Черт побери, что это за упрямый бугорок! Почему не удается его сравнять?
Я перевернул лист и обнаружил, что меж страниц застряла сухая хлебная крошка. Отыскав причину, я испытал облегчение. Забавно! Какая, однако, мелочь может повлиять на наши нервы…
Щелчком я сбросил крошку. В гладкой поверхности бумаги осталась четкая вмятина.
Я перевернул страницу.
«…Он бросился к двери, сбежал с лестницы, выскочил на улицу — скорей, скорей, будто за ним гналась целая свора собак».
Глава кончилась. Я приостановился и перевел дыхание, словно это я только что очертя голову выскочил из земмерингской гостиницы.

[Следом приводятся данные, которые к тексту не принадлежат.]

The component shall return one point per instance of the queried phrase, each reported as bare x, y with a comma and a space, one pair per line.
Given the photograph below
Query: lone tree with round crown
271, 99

На этом листе тоже отпечаталась вмятинка от хлебной крошки, но только помельче, чем на предыдущем. На следующем вмятина была совсем уже почти незаметной.
И тут какая-то, еще расплывчатая ассоциация мелькнула в мозгу. Но не исчезла, а вернулась, задержалась и обрела некую четкость очертаний, словно киномеханик поворотом винта сфокусировал на экране кадр.